PuTTY-User-Key-File-3: ssh-rsa
Encryption: none
Comment: rsa-key-20220316
Public-Lines: 6
AAAAB...fwAD//mG/
Private-Lines: 14
AAAB...xXgzQ=
Private-MAC: 37f...0d3

This is how 'id_rsa.pub' is structured:

---- BEGIN SSH2 PUBLIC KEY ----
Comment: "rsa-key-20220316"
AAAA...AD//mG/
---- END SSH2 PUBLIC KEY ----

How can I verify that the key I generated with puttygen is indeed using SHA-2?

Solution

  • For RSA keys, the signature algorithm used doesn't depend on the type of key. All RSA SSH keys have the ability to use SHA-1, SHA-256, or SHA-512.

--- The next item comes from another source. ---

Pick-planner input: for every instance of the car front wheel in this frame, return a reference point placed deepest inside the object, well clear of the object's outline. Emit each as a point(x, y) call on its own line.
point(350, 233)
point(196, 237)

    The ability to use SHA-2 (that is, SHA-256 or SHA-512) requires three things: support from the server (which GitHub provides), support from the client, and support from the agent (if one is being used). In this case, Pageant 0.76 should be sufficient for the agent, so the question is the SSH client that you're using in Git Extensions. If that's PuTTY, you need to be sure that the version you're using is also 0.75 or newer.

    If you were running from the command line, you could set GIT_TRACE=1 in the environment to see what SSH program is being invoked. For example, on my Linux box, you can see this output:

    14:20:33.666178 git.c:458               trace: built-in: git ls-remote [email protected]:git/git.git
14:20:33.666370 run-command.c:654       trace: run_command: unset GIT_PREFIX; GIT_PROTOCOL=version=2 ssh -o SendEnv=GIT_PROTOCOL [email protected] 'git-upload-pack '\''git/git.git'\'''

    That indicates I'm using the ssh binary, and I'd then query that program for its version to make sure it's correct. If you're sure you're using PuTTY, then you can run putty --version to see the version number of the version you're running.